I recently finished listening to the audiobook version of Rise of The Robots, by Martin Ford. It was a fascinating and insightful look at how robots and computers are used today to replace human work, and how the expansion of artificial intelligence and the reduction in costs for new machines are accelerating their creation.
It got deep inside my psyche – I’ve been thinking about the implications for a couple of weeks afterwards, and it started a big conversation on Christmas Day with my family.
Collective bargaining, a degree and an engineering skill set just don’t cut it any more, if you’re competing with a robot that can produce more widgets, more quickly, with higher quality and lower cost. Some of the traditional views about how you protect jobs in a capitalist economy just don’t apply to this threat. Nedd Ludd would be spinning in his grave.
One of the central tenets of the book, is the reduction in jobs that will result from the rise of AI, and the increased automation of jobs that humans used to have to do.
Interestingly, this week, FoxConn, a major electronics manufacturer in China revealed it had automated away 60,000 jobs from it’s factories. Though it’s questionable whether you’d really want to work in such a place unless you had no choice.
Many, from technology futurists, to economists, agree that automation is going have a big impact on the jobs market in the future.
One of the main problems mentioned in the book is that most of the jobs we do today, are not necessary for survival. And a lot of the old middle-class positions are either already non-existent in the 21st century, or primed for automation. There are potential software solutions to replace jobs, whether you are a bookkeeper, lawyer or a fast food chef.

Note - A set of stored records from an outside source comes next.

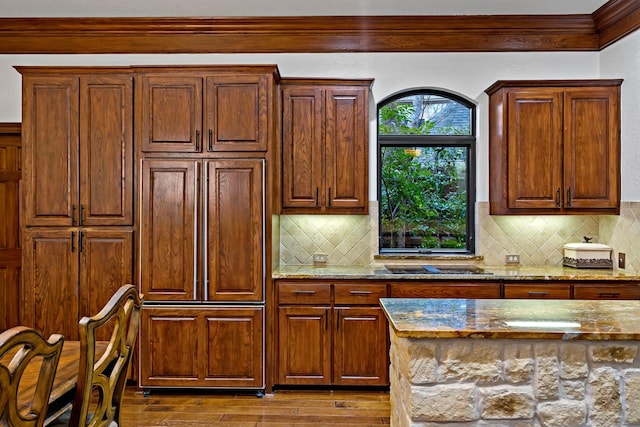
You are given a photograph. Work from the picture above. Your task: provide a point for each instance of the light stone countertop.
(513, 319)
(379, 272)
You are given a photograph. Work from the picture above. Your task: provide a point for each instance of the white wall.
(467, 74)
(622, 60)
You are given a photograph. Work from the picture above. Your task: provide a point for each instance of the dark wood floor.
(282, 408)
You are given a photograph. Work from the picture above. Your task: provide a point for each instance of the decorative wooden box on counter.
(569, 363)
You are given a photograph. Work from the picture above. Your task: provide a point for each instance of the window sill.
(431, 257)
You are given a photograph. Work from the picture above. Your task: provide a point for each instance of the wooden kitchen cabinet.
(434, 289)
(209, 109)
(331, 334)
(617, 290)
(210, 250)
(78, 148)
(360, 345)
(554, 147)
(325, 146)
(69, 274)
(201, 347)
(538, 290)
(10, 234)
(77, 193)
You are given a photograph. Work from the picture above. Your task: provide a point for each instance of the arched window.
(426, 173)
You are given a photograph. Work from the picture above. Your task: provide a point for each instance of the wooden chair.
(102, 377)
(19, 347)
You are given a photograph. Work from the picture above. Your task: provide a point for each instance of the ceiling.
(213, 8)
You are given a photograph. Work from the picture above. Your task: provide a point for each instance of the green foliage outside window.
(423, 185)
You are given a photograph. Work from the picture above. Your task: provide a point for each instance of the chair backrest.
(106, 373)
(20, 348)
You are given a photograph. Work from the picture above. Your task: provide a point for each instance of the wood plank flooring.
(283, 408)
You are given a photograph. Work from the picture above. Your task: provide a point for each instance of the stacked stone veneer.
(527, 382)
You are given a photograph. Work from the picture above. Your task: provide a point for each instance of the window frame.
(467, 141)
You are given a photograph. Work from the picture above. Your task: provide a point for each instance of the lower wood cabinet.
(332, 334)
(625, 290)
(71, 273)
(434, 289)
(537, 290)
(201, 347)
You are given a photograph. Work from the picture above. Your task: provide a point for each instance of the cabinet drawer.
(441, 290)
(304, 293)
(537, 291)
(600, 291)
(354, 294)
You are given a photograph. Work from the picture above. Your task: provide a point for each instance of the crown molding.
(321, 34)
(616, 19)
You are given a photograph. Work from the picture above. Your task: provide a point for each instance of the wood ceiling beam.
(322, 34)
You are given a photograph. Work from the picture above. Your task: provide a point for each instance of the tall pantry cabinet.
(77, 211)
(205, 136)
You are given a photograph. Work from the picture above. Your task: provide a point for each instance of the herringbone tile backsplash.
(352, 239)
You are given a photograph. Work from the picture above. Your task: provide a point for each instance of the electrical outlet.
(320, 259)
(512, 259)
(622, 260)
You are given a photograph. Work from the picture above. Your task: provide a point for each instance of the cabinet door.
(346, 150)
(360, 346)
(233, 355)
(168, 230)
(10, 247)
(234, 224)
(625, 290)
(170, 113)
(50, 139)
(50, 292)
(445, 290)
(592, 148)
(304, 345)
(106, 263)
(201, 347)
(534, 148)
(237, 113)
(537, 290)
(171, 347)
(106, 151)
(302, 147)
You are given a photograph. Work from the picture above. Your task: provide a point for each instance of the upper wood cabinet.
(211, 109)
(554, 147)
(78, 148)
(325, 143)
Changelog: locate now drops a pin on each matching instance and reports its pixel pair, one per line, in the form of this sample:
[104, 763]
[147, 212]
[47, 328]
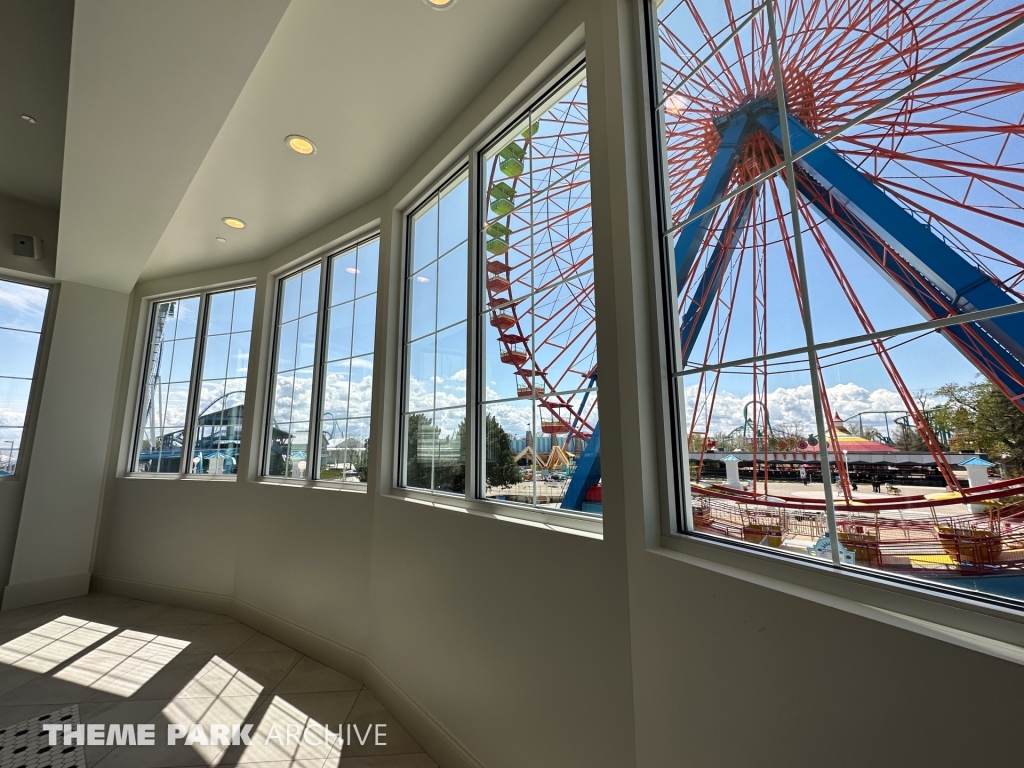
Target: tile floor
[108, 659]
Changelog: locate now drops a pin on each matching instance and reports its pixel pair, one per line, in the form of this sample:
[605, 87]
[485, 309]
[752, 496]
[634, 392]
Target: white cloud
[795, 406]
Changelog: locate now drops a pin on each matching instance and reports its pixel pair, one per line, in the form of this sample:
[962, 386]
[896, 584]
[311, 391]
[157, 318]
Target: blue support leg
[587, 473]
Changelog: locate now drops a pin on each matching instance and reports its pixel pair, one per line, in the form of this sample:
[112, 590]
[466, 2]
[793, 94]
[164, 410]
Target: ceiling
[371, 83]
[177, 113]
[35, 57]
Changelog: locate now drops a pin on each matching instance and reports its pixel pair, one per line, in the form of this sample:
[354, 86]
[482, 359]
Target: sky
[22, 312]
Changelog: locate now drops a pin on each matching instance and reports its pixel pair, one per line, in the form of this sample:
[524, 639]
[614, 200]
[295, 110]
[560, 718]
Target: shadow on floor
[103, 659]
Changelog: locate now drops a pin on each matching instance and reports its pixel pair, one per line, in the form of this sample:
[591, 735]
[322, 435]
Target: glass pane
[755, 456]
[420, 385]
[424, 237]
[309, 297]
[423, 290]
[339, 332]
[245, 303]
[509, 452]
[347, 373]
[18, 356]
[450, 375]
[933, 458]
[366, 282]
[420, 437]
[23, 307]
[217, 438]
[221, 310]
[363, 381]
[343, 274]
[292, 392]
[450, 451]
[336, 387]
[435, 359]
[540, 342]
[366, 321]
[452, 282]
[23, 311]
[166, 384]
[454, 216]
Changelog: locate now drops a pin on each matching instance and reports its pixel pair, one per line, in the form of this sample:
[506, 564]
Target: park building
[480, 384]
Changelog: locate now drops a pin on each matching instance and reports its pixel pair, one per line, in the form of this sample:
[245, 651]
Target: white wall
[64, 486]
[503, 644]
[17, 216]
[23, 218]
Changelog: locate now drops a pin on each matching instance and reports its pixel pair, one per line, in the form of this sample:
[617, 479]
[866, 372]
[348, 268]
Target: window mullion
[315, 404]
[798, 248]
[474, 337]
[199, 350]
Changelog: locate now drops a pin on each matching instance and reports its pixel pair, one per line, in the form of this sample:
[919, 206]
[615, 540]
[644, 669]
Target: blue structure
[930, 274]
[934, 278]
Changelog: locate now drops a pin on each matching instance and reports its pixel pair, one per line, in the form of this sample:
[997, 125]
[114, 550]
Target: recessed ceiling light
[301, 144]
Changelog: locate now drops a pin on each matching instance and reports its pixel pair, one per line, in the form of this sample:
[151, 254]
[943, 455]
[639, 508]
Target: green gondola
[503, 199]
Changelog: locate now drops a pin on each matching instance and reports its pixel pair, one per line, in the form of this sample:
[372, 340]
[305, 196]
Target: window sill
[351, 487]
[978, 624]
[175, 476]
[589, 526]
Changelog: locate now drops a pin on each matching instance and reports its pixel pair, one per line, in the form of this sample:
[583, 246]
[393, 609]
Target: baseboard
[45, 591]
[438, 742]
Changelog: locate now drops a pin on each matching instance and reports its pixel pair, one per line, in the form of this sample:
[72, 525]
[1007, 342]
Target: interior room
[303, 445]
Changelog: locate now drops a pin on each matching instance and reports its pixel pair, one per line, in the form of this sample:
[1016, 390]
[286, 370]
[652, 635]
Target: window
[23, 310]
[539, 390]
[436, 290]
[324, 387]
[531, 435]
[845, 283]
[194, 393]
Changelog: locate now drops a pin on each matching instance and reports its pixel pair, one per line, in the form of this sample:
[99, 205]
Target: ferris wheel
[906, 118]
[540, 283]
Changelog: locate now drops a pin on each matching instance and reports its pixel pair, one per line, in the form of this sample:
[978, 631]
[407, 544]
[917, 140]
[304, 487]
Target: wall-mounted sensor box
[28, 246]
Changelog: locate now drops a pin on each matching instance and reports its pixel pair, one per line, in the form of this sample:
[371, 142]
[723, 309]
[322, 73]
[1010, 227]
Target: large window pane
[221, 395]
[288, 440]
[540, 431]
[348, 363]
[434, 414]
[23, 310]
[166, 384]
[891, 292]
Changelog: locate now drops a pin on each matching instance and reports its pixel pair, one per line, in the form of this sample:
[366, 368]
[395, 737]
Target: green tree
[363, 462]
[502, 469]
[421, 436]
[983, 419]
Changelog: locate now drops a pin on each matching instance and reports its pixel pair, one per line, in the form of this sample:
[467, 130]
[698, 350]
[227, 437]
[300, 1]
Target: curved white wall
[506, 645]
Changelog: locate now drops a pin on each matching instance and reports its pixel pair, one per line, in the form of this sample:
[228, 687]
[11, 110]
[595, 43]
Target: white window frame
[976, 621]
[148, 306]
[266, 424]
[472, 499]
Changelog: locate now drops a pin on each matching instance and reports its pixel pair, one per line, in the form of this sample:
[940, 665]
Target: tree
[983, 419]
[502, 469]
[421, 436]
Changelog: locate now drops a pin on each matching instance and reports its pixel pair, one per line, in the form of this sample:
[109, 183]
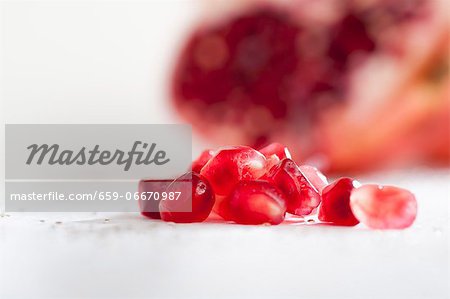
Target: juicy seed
[277, 149]
[384, 207]
[301, 196]
[315, 177]
[335, 207]
[194, 203]
[150, 208]
[231, 165]
[255, 202]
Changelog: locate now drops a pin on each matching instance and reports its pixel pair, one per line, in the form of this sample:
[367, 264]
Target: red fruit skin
[384, 207]
[204, 157]
[335, 207]
[231, 165]
[274, 153]
[301, 196]
[150, 208]
[277, 149]
[315, 177]
[256, 202]
[200, 204]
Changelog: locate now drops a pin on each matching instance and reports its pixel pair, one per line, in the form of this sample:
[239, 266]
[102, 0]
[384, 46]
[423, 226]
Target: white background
[108, 62]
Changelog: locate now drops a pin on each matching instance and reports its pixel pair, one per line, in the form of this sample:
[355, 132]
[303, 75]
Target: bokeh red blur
[346, 85]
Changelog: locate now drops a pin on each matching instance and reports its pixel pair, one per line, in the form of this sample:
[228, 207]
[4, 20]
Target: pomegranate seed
[193, 205]
[204, 157]
[277, 149]
[256, 202]
[384, 207]
[302, 197]
[315, 177]
[274, 153]
[231, 165]
[335, 207]
[150, 208]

Fast food is a good example of an area that has thus-far resisted automation, because of low wages, and highly efficient staff training and procedures. Both make employee turnover a less serious issue for the big fast food giants. However, at a certain crossover point in wage growth and automation cost, a point is reached where companies will find it cheaper to invest in automation – that is, machines to flip the burgers, dunk the fries, and package them up. At that point, lots of people’s jobs will become threatened very quickly, with the power that two or three large food franchises have around the world. Our local McDonalds have already automated most of their order points.
So what about solutions to these problems? How can we keep producing careers for people, in an age where so many jobs could be automated given sufficient money and motivation?
I think one important mention by Ford is that we don’t really need to work as much as we do anymore in our developed economies. We have chosen to take the time we’ve saved from automation of agriculture, and manufacturing, and instead directed much the same time to office work, for 40 hours a week.
Why do we all need to spend this arbitrary number of hours doing these, often unimportant, things? For many people, they don’t even produce a great deal from the time they spend at work. Everyone wants to feel like they produce something important – but I doubt any most office output is really important as the loaf of bread we produce by machine, or the wheat grown in the field, and harvested by a machine.
Will the idea of full-time employment for everyone even be desirable, let alone possible in the late 21st century?
Some ideas to change the way we think about work, are the universal basic income, higher wages for less hours of work, or just plain artificial job creation mechanisms. I’m not sure which of these, if any, will be used, but I am sure that something will have to change, lest we get a future where the divisions of our society grow much larger.
Unfortunately, I think in the meantime, before we realise the real threat, there will be big fights over a return to trade protectionism, amongst nationalism and fear of immigration that we are seeing across the developed world, and the force down of wages in many sectors – something we have seen in Britain already in recent years.
To summarise – a great, thought provoking book, with lots of well argued points of interest. I’d recommend the audible version if you don’t have a lot of time to read. It’s quite a lengthy work.